Adrien VanEindhoven’s 2nd degree murder conviction quashed

By NUNATSIAQ NEWS

The Court of Appeal of Nunavut has quashed the second degree murder conviction of Rankin Inlet’s Adrien VanEindhoven and ordered that he be put on trial again.

In January 2007, Justice Robert Kilpatrick convicted VanEindhoven of second degree murder following a trial held September and October 2006 in Rankin Inlet.

Kilpatrick found that on April 23, 2004, VanEindhoven killed 22-year-old Leanne Irkotee by stabbing her through the chest with a steak knife.

He did this, Kilpatrick found, after inflicting a “prolonged and brutal beating” that left her body covered with bruises and bites and her scalp hair embedded on his steel-toed boots.

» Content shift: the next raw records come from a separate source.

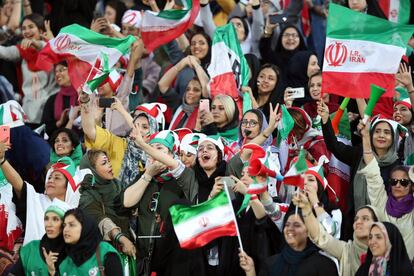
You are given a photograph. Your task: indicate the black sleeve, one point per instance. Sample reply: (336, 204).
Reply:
(16, 269)
(113, 265)
(345, 153)
(48, 116)
(21, 204)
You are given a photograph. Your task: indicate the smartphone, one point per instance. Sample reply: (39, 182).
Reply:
(106, 102)
(229, 182)
(204, 105)
(297, 93)
(5, 134)
(277, 18)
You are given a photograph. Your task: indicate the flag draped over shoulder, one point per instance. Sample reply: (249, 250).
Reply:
(294, 176)
(228, 69)
(197, 225)
(159, 28)
(361, 50)
(81, 48)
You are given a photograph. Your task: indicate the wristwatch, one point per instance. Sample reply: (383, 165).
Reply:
(318, 204)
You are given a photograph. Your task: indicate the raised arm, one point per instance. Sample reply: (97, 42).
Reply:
(316, 232)
(9, 172)
(201, 74)
(87, 117)
(164, 158)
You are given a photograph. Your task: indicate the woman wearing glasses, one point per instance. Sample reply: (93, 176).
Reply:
(395, 201)
(100, 199)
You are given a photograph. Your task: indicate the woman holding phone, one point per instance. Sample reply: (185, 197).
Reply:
(186, 114)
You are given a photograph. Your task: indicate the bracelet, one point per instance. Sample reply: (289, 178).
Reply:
(118, 237)
(145, 178)
(307, 215)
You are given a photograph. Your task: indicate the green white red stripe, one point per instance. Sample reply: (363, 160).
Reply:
(361, 50)
(294, 176)
(81, 47)
(197, 225)
(159, 28)
(228, 69)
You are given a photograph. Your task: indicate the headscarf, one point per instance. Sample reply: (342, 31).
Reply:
(89, 239)
(263, 126)
(134, 157)
(57, 244)
(289, 259)
(395, 262)
(360, 182)
(106, 192)
(398, 208)
(297, 74)
(283, 55)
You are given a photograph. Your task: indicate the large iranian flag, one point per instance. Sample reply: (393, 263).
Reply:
(361, 50)
(197, 225)
(82, 49)
(158, 28)
(228, 69)
(396, 10)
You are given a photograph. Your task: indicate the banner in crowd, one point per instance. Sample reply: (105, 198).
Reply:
(81, 47)
(228, 69)
(159, 28)
(197, 225)
(361, 50)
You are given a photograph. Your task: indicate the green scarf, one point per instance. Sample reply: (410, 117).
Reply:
(76, 156)
(107, 192)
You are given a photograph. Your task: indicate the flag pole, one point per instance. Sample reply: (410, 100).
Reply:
(90, 71)
(234, 218)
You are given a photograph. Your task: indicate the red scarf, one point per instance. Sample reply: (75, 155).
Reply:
(191, 121)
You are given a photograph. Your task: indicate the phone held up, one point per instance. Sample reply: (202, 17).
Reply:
(5, 134)
(106, 102)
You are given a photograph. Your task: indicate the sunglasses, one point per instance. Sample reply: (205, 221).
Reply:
(403, 182)
(154, 202)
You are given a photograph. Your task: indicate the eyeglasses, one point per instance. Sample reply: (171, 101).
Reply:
(154, 202)
(251, 123)
(403, 182)
(290, 35)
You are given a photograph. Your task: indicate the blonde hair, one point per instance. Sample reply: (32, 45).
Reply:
(229, 105)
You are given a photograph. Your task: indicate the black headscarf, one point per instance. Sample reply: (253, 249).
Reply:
(89, 239)
(399, 262)
(297, 74)
(56, 245)
(288, 262)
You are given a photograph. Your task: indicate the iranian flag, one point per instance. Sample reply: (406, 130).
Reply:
(294, 176)
(228, 69)
(197, 225)
(361, 50)
(82, 48)
(397, 11)
(159, 28)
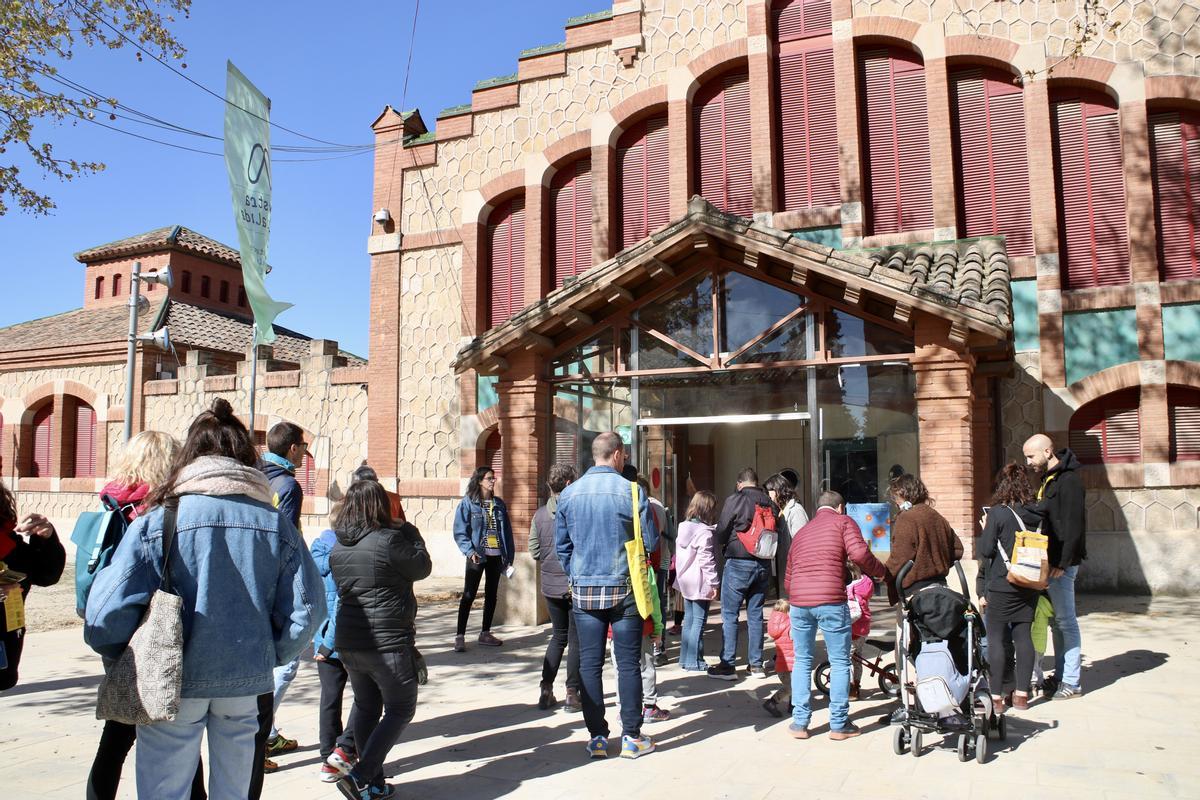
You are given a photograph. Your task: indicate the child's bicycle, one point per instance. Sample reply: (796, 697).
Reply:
(886, 674)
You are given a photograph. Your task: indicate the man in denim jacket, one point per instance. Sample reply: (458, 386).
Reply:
(592, 523)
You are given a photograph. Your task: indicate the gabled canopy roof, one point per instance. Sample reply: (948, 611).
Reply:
(964, 282)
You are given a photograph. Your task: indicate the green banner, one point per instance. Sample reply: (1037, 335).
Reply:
(247, 137)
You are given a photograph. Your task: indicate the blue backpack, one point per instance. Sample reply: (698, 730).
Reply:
(96, 535)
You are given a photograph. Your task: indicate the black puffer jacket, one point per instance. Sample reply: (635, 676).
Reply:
(375, 571)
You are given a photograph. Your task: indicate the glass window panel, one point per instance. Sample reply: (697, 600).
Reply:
(687, 317)
(847, 336)
(749, 307)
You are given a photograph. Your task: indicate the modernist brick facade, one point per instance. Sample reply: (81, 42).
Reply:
(977, 401)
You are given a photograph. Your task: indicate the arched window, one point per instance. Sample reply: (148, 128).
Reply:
(991, 163)
(895, 140)
(1090, 175)
(721, 121)
(505, 260)
(1108, 431)
(643, 169)
(1185, 411)
(570, 196)
(84, 440)
(1175, 169)
(808, 112)
(43, 422)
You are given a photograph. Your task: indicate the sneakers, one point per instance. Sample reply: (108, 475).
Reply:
(654, 714)
(849, 732)
(281, 744)
(598, 747)
(634, 747)
(1066, 692)
(723, 671)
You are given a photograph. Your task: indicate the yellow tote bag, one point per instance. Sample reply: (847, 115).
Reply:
(635, 552)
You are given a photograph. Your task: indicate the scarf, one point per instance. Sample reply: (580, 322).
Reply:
(221, 476)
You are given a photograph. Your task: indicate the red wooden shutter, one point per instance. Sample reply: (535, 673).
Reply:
(899, 180)
(571, 200)
(724, 172)
(493, 455)
(643, 170)
(1108, 431)
(505, 235)
(1093, 234)
(1185, 404)
(808, 127)
(1175, 167)
(85, 440)
(42, 437)
(993, 166)
(802, 18)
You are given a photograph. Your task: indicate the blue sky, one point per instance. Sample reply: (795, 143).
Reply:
(328, 76)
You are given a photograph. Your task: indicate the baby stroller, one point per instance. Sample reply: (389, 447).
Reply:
(942, 672)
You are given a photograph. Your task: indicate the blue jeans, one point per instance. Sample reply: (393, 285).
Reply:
(834, 624)
(691, 639)
(743, 579)
(592, 629)
(169, 751)
(1065, 629)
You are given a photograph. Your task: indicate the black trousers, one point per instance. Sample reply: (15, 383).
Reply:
(331, 734)
(490, 566)
(562, 638)
(115, 743)
(385, 701)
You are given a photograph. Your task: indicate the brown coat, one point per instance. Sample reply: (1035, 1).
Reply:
(923, 536)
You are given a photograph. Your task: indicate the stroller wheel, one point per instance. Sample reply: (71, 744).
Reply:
(899, 741)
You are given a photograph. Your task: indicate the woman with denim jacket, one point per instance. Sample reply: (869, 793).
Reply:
(252, 600)
(484, 534)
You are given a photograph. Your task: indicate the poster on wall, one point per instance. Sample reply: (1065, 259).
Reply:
(873, 519)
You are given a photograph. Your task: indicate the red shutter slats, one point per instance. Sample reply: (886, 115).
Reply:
(42, 425)
(85, 441)
(571, 200)
(808, 130)
(899, 179)
(724, 172)
(990, 150)
(1093, 233)
(1175, 169)
(505, 235)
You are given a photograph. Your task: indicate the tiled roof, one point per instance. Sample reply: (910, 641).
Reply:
(171, 238)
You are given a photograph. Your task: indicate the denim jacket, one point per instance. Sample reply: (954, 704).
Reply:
(252, 595)
(469, 529)
(593, 522)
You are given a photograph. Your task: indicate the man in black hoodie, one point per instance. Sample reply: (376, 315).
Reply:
(1061, 498)
(744, 578)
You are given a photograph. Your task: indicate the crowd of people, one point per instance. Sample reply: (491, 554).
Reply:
(217, 523)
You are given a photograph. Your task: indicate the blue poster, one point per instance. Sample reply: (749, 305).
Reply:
(873, 519)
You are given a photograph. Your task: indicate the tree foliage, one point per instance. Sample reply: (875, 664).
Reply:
(37, 35)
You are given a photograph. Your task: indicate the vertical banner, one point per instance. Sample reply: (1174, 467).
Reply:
(249, 163)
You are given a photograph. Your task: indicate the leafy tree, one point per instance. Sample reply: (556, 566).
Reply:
(35, 36)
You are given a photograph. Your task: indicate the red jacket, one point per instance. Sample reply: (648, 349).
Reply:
(816, 564)
(779, 627)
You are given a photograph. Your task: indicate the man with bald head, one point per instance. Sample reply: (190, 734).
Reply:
(1061, 498)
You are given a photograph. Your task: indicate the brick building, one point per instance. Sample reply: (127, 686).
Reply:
(63, 377)
(835, 235)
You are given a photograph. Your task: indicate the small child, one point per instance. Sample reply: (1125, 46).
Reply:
(779, 627)
(859, 591)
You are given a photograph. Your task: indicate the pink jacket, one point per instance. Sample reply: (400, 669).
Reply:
(859, 591)
(695, 560)
(779, 627)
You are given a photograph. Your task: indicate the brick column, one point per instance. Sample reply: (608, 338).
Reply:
(945, 413)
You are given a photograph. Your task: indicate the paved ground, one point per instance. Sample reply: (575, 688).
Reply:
(478, 733)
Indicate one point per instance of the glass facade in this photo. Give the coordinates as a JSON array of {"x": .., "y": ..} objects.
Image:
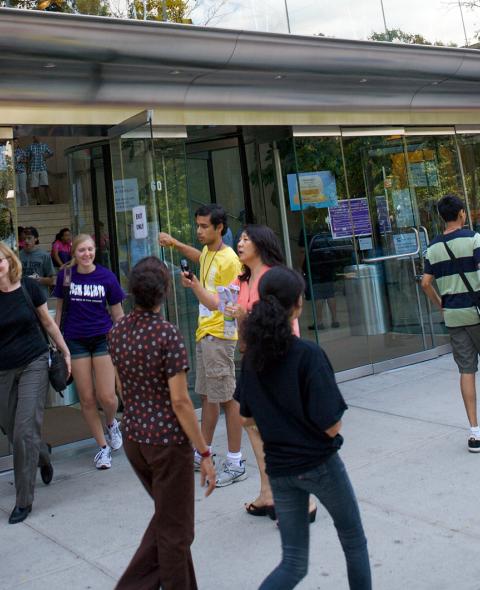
[{"x": 354, "y": 209}]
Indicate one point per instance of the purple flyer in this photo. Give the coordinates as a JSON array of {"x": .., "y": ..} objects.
[{"x": 350, "y": 217}]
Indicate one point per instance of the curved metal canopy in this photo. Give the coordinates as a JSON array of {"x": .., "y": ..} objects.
[{"x": 71, "y": 59}]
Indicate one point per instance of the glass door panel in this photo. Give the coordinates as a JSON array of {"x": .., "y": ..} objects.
[
  {"x": 175, "y": 219},
  {"x": 385, "y": 226},
  {"x": 134, "y": 189},
  {"x": 434, "y": 171},
  {"x": 326, "y": 252}
]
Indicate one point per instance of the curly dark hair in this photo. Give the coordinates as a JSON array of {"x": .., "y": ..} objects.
[
  {"x": 149, "y": 282},
  {"x": 267, "y": 330},
  {"x": 267, "y": 245},
  {"x": 217, "y": 215}
]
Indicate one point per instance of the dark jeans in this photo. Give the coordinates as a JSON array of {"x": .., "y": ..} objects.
[
  {"x": 330, "y": 483},
  {"x": 23, "y": 392},
  {"x": 163, "y": 559}
]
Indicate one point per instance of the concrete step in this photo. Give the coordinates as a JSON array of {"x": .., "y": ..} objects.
[{"x": 48, "y": 219}]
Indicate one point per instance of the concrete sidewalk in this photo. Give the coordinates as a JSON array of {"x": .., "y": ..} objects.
[{"x": 405, "y": 449}]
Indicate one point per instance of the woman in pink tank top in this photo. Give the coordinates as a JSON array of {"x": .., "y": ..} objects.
[{"x": 258, "y": 250}]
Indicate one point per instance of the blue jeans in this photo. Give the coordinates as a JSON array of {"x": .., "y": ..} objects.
[{"x": 330, "y": 483}]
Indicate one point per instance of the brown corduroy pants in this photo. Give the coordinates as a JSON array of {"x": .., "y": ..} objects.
[{"x": 163, "y": 559}]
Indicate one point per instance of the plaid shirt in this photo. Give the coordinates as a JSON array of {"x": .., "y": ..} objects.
[
  {"x": 21, "y": 158},
  {"x": 36, "y": 153}
]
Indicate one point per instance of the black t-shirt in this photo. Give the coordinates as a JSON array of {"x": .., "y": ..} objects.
[
  {"x": 21, "y": 340},
  {"x": 293, "y": 402}
]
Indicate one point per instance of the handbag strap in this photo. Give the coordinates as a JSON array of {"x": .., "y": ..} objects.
[
  {"x": 459, "y": 270},
  {"x": 32, "y": 307},
  {"x": 67, "y": 279}
]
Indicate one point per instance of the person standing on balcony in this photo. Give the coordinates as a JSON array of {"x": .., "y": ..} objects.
[
  {"x": 38, "y": 154},
  {"x": 21, "y": 159},
  {"x": 215, "y": 377}
]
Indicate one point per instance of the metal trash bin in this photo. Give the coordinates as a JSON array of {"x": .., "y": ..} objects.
[{"x": 365, "y": 300}]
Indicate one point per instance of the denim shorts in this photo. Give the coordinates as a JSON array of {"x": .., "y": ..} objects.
[{"x": 85, "y": 347}]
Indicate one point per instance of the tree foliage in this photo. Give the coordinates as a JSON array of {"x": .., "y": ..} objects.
[
  {"x": 400, "y": 36},
  {"x": 175, "y": 11}
]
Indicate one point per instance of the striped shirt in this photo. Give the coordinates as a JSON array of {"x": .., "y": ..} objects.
[
  {"x": 37, "y": 152},
  {"x": 456, "y": 300}
]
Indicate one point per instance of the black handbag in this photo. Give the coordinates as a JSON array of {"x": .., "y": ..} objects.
[
  {"x": 57, "y": 367},
  {"x": 474, "y": 295}
]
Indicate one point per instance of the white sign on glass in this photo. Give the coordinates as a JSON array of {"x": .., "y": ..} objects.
[
  {"x": 126, "y": 194},
  {"x": 140, "y": 227}
]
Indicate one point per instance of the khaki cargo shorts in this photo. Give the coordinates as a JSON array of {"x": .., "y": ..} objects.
[
  {"x": 465, "y": 341},
  {"x": 215, "y": 376}
]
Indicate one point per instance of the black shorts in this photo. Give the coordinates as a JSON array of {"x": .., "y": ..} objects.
[{"x": 88, "y": 347}]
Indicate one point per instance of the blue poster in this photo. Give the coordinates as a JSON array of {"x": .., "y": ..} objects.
[{"x": 318, "y": 189}]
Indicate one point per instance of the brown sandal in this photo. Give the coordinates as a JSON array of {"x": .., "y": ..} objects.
[{"x": 260, "y": 510}]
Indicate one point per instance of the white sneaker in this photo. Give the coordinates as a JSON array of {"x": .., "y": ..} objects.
[
  {"x": 103, "y": 459},
  {"x": 231, "y": 473},
  {"x": 114, "y": 436}
]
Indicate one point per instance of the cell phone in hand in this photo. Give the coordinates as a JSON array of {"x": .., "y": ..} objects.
[{"x": 185, "y": 268}]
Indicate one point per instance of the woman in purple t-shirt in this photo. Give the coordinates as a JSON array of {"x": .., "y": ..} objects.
[{"x": 89, "y": 288}]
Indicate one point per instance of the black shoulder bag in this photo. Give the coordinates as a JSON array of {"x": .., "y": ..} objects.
[
  {"x": 474, "y": 295},
  {"x": 57, "y": 367}
]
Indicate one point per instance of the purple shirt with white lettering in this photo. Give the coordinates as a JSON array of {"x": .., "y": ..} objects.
[{"x": 87, "y": 314}]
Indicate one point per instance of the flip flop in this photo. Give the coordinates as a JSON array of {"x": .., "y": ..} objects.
[{"x": 260, "y": 510}]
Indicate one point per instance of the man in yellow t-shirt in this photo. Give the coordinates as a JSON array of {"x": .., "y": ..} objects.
[{"x": 215, "y": 348}]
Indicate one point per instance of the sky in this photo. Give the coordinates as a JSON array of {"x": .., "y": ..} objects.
[{"x": 436, "y": 20}]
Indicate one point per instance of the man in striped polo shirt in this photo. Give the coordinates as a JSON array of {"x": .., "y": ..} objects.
[{"x": 460, "y": 313}]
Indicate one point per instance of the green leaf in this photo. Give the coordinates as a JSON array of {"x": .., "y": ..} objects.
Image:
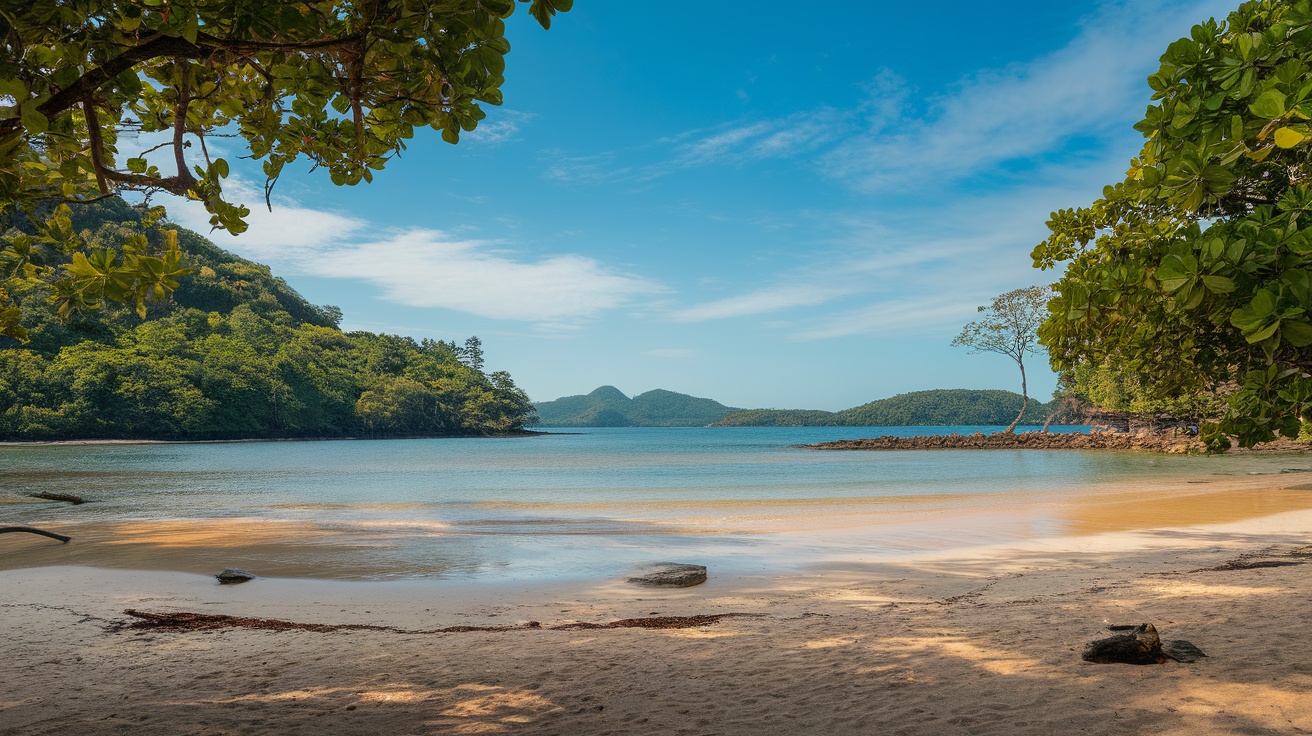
[
  {"x": 1264, "y": 332},
  {"x": 1298, "y": 333},
  {"x": 1289, "y": 138},
  {"x": 33, "y": 121},
  {"x": 1269, "y": 104},
  {"x": 1218, "y": 284}
]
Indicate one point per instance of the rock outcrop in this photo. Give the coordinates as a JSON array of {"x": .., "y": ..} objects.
[{"x": 232, "y": 576}]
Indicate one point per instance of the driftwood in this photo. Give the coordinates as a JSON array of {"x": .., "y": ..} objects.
[
  {"x": 74, "y": 500},
  {"x": 30, "y": 530},
  {"x": 186, "y": 621}
]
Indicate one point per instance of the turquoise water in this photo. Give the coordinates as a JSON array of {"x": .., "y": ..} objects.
[{"x": 589, "y": 503}]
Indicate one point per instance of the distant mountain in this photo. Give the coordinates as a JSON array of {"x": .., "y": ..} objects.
[
  {"x": 919, "y": 408},
  {"x": 610, "y": 407},
  {"x": 781, "y": 417}
]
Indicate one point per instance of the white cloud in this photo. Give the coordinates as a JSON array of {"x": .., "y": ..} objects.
[
  {"x": 424, "y": 268},
  {"x": 500, "y": 126},
  {"x": 673, "y": 353},
  {"x": 1092, "y": 85},
  {"x": 895, "y": 316},
  {"x": 427, "y": 268},
  {"x": 760, "y": 302}
]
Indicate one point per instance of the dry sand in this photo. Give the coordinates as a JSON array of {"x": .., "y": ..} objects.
[{"x": 983, "y": 640}]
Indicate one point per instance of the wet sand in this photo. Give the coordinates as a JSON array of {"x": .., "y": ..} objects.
[
  {"x": 786, "y": 534},
  {"x": 974, "y": 640}
]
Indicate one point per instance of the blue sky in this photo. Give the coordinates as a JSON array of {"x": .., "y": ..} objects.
[{"x": 770, "y": 205}]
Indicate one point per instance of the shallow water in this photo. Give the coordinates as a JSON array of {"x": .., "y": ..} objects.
[{"x": 572, "y": 504}]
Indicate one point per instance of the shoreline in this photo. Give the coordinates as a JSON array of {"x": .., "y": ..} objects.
[
  {"x": 852, "y": 647},
  {"x": 249, "y": 440}
]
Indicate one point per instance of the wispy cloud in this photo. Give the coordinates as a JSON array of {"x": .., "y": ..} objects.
[
  {"x": 896, "y": 138},
  {"x": 424, "y": 268},
  {"x": 429, "y": 268},
  {"x": 499, "y": 127},
  {"x": 761, "y": 301},
  {"x": 734, "y": 144},
  {"x": 1092, "y": 85},
  {"x": 891, "y": 318},
  {"x": 672, "y": 353}
]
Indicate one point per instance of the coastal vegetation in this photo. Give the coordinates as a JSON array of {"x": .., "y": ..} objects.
[
  {"x": 610, "y": 407},
  {"x": 943, "y": 407},
  {"x": 1008, "y": 328},
  {"x": 337, "y": 85},
  {"x": 235, "y": 353},
  {"x": 1193, "y": 276}
]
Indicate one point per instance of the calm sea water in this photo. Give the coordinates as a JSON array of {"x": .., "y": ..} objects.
[{"x": 594, "y": 501}]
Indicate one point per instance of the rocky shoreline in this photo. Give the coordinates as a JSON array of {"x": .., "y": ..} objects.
[{"x": 1152, "y": 442}]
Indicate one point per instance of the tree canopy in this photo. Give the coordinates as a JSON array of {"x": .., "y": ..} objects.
[
  {"x": 1008, "y": 328},
  {"x": 1197, "y": 269},
  {"x": 91, "y": 89},
  {"x": 235, "y": 353}
]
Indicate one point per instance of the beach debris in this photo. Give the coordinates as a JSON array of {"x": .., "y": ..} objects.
[
  {"x": 30, "y": 530},
  {"x": 231, "y": 576},
  {"x": 1140, "y": 646},
  {"x": 671, "y": 575},
  {"x": 74, "y": 500},
  {"x": 186, "y": 621}
]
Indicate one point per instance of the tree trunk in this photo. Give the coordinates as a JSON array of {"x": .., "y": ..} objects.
[
  {"x": 30, "y": 530},
  {"x": 1025, "y": 400}
]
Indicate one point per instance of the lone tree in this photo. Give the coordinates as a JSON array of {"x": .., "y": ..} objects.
[
  {"x": 1195, "y": 272},
  {"x": 1009, "y": 328},
  {"x": 91, "y": 88}
]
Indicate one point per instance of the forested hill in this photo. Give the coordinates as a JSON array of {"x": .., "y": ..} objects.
[
  {"x": 610, "y": 407},
  {"x": 920, "y": 408},
  {"x": 235, "y": 353}
]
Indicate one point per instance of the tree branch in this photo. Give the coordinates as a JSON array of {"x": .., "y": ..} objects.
[{"x": 97, "y": 144}]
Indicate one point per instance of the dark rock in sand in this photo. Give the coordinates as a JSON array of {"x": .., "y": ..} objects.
[
  {"x": 74, "y": 500},
  {"x": 1181, "y": 651},
  {"x": 1140, "y": 646},
  {"x": 671, "y": 575},
  {"x": 232, "y": 576}
]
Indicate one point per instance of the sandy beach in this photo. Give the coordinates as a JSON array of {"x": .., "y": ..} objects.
[{"x": 974, "y": 640}]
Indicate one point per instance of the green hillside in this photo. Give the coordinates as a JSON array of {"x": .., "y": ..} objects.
[
  {"x": 779, "y": 417},
  {"x": 610, "y": 407},
  {"x": 945, "y": 407},
  {"x": 235, "y": 353},
  {"x": 919, "y": 408}
]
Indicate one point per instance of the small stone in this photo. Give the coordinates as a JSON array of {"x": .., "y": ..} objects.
[
  {"x": 231, "y": 576},
  {"x": 671, "y": 575},
  {"x": 1140, "y": 646}
]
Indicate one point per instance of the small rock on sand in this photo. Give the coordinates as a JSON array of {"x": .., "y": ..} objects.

At trial, VanEindhoven’s lawyer argued that VanEindhoven may have been too drunk that evening to understand what was happening and that the stabbing could have been an accidental self-impalement.

But Kilpatrick ruled that VanEindhoven knew what he was doing when he killed Irkotee.

He sentenced VanEindhoven, who is now 37, to life imprisonment with no chance to apply for parole for 12 years.

The Court of Appeal of Nunavut, a panel of three judges who sit on courts in other jurisdictions, have not yet released reasons for their quashing of VanEindhoven’s conviction.

They heard the appeal at a hearing held this past Feb. 14 in Iqaluit.

“The conviction is quashed. A new trial is ordered. Reasons for judgment will follow,” the three judges said in a memo filed this past March at the Nunavut Court of Justice.